The diner window showed her profile, her neck, the plastic bag behind her, the collarbone. The top was concealed by the wall and the restaurant siding. Her face was in the window. The hot sauce was being poured over everything, the fries and the chicken, the grits and the grapes. The maple syrup was being poured over everything, over the fried meat.
The waitress carried a jug of water. This woman drank gallons of water the way her skin was. A swan. On her head a hive. When she laughed her head bent back.
And her eyes were everywhere, her eyes traveled, they caught the whole room, and she made eye contact with the family across from her, with the waitress and with the manager. She ate cherries and grapes two at a time, spitting the seeds into an ashtray. When she ate she let the toothpick fall to the table. On her tongue there was a tongue ring and a cherry pit. She wore gold hoop earrings.

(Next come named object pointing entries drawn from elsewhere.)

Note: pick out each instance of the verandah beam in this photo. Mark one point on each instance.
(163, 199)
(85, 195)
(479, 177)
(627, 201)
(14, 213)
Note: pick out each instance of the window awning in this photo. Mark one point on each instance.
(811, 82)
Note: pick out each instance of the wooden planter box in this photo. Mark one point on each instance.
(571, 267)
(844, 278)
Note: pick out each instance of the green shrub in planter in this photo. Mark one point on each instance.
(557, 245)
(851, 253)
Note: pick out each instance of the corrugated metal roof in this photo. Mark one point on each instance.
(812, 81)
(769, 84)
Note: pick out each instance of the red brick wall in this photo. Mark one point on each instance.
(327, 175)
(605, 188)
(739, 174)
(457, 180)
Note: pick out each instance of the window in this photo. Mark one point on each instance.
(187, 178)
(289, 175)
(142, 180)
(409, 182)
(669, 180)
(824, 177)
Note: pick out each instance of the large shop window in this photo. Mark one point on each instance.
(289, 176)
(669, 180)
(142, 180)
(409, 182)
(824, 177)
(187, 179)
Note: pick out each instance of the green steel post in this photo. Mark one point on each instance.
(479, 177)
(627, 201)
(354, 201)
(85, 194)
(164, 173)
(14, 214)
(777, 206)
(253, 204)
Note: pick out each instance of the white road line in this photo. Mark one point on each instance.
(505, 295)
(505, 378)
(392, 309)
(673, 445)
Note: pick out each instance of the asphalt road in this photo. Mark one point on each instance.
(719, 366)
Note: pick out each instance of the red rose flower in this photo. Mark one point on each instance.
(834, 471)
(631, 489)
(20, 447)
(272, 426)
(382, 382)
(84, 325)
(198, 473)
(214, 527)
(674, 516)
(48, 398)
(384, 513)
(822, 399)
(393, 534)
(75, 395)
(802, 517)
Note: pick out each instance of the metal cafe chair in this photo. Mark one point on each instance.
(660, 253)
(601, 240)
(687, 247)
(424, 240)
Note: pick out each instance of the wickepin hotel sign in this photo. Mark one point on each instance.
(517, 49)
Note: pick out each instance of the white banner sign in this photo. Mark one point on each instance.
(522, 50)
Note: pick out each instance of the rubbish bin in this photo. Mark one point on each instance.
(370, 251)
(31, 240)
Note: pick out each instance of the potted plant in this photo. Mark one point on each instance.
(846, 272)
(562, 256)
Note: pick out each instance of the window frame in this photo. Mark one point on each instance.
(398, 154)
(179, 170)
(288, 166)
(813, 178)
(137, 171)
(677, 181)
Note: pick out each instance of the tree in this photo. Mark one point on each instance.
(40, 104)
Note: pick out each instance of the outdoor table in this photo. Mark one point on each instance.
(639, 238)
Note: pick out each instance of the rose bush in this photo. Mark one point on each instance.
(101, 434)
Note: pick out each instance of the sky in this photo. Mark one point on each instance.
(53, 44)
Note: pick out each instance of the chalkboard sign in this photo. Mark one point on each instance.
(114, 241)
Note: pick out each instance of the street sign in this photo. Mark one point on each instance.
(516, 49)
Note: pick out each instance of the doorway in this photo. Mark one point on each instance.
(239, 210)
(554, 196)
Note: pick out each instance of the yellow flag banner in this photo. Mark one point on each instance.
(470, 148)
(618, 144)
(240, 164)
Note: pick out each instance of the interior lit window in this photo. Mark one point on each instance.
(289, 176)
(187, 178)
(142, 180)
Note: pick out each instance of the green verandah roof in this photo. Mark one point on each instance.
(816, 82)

Around her the diner was falling apart; the walls were stained. The counters were stained and the floors were stained. The aprons were stained with sauce and grease. The forks were not thoroughly cleaned. The flowers were drooping and dying.
She dipped the tip of the cloth napkin (blue and white, checkered) into the glass of tap water (which contained lemons and limes, sliced grapefruit), and she wiped her top and bottom lip. She kept the damp material over her mouth, her eyes moving all around. For a while her mouth was unknowable, covered by material. Near the glass of water, a cup of iced coffee or iced tea, a brown liquid.
Next door to the diner was the barbershop with its wood paneling and its poster of men. The poster showed men with different hairstyles – some of them were looking up, some were looking to their right with their profile showing, or holding their chins down. On some the faces couldn’t be seen at all, just the backs of their heads and the work of the clippers. Some hair was shorter, some longer. Twenty-eight styles total. A calendar on the wood-paneled wall showed October, with a corner folded over to conceal the year.
When she finally removed the napkin from her lips, crumpling it all up and placing it back on her lap, she used her hands to speak. Her wrists were framed by the dirty window, and she rotated them around. She held up two fingers, then four, seven, she clapped her hands together, punched one hand into the other, the right punching into the open palm of the left, as if to emphasize something. Open, punch, wave, punch, clap, punch. Then she rubbed her hands together, as if moisturizing them or disinfecting them, caressing, and the rings were eight, none on the thumbs. She moved so often and so thoroughly that her body became a blur, the fullness of the top lip couldn’t be detected, the blurry bun, the nose, the neck. She looked down at her hands.
A blurry child grabbed onto her neck. The blurriness couldn’t hide the fact of that small being. He grabbed at her from behind. This woman was generous with him. The child’s ears like her ears, the top lip the same, full, the frizzy hair. There had been placenta between them. They each wore a blue plastic bag around their neck; their backs were made of blue plastic.